Publication: Luton News

Complaint:

A woman complained to the Press Complaints Commission, through Arani & Co. solicitors, that an article published in the Luton News on 31 March 2004 headlined ‘Homes raided in hunt for terrorists’, identified her as a relative of someone being investigated by police in breach of Clause 10 (Reporting of crime) of the previous Code of Practice.

The complaint was rejected.

The investigation into this complaint was delayed by several months while the complainant was abroad.

The article reported on a series of police raids that had taken place at addresses throughout Luton on the previous day. It noted that the police had been searching for suspected terrorists. The complainant’s property was one of those raided. She said that by identifying her house the newspaper had identified her in breach of the old Clause 10 (Reporting of Crime). Indeed, it had made her a potential target of local people who might believe she was a terrorist. She said that nobody at her address had been arrested or charged.

The newspaper said it would be happy to clarify that nobody from the complainant’s home had been arrested or charged following the police raid. It emphasised, however, that it had simply reported an important and public event.

When the complainant indicated that she wanted no further publicity, the editor of the newspaper sought to resolve the complaint by sending a personal letter to her – as she had requested – in which he apologised for any distress caused to innocent people at her property. The complainant rejected the editor’s apology since, she said, everyone who lived at her home was innocent. Moreover, the editor had not admitted that he had erred.

Decision:
Not Upheld

Adjudication:

The Commission noted that the complainant had not been named in the article, which had not claimed that anyone living at her address had been arrested during the police raid there. Clause 10 of the old Code was designed to prevent the innocent relatives of those accused or convicted of crime from being identified without their consent in the absence of a public interest. In this case, nobody had even been identified as being accused of crime. There was clearly no breach of this Clause of the old Code.

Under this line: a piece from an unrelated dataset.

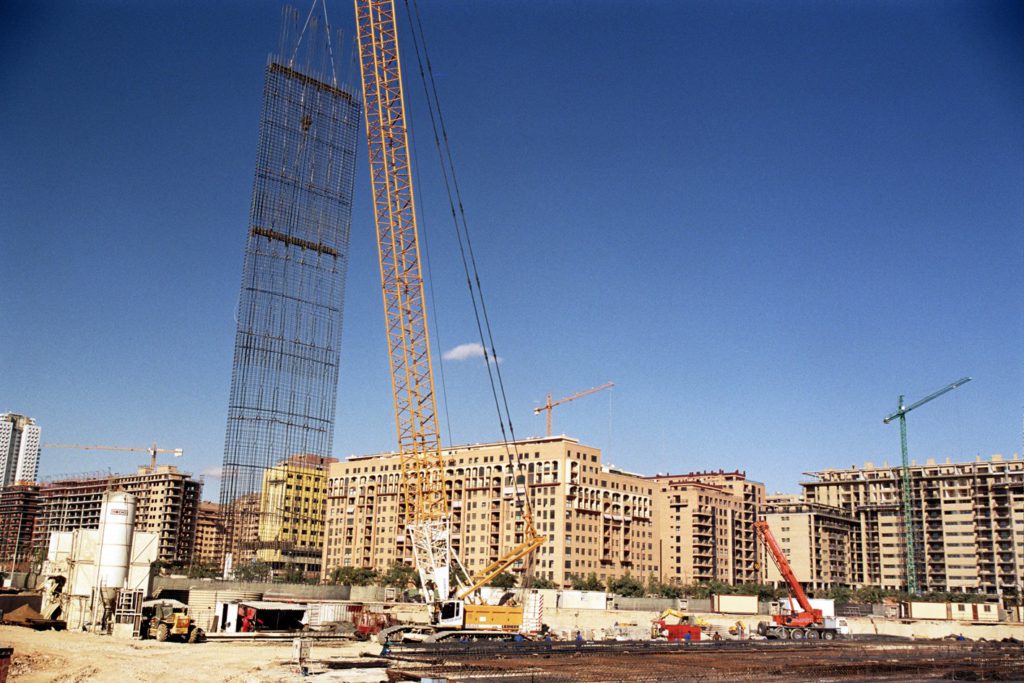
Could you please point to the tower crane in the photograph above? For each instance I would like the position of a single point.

On the broader point that the complainant had made about the alleged intrusion into her privacy, the Commission noted that the article had concerned a significant local event, at which the police’s presence would have been obvious and therefore well known locally. The newspaper was entitled to cover the story and to take a photograph of the scene. Such coverage did not, in the Commission’s view, show a lack of respect for the complainant’s private life in breach of the Code. She was, after all, not even mentioned in the piece. The complaint was rejected.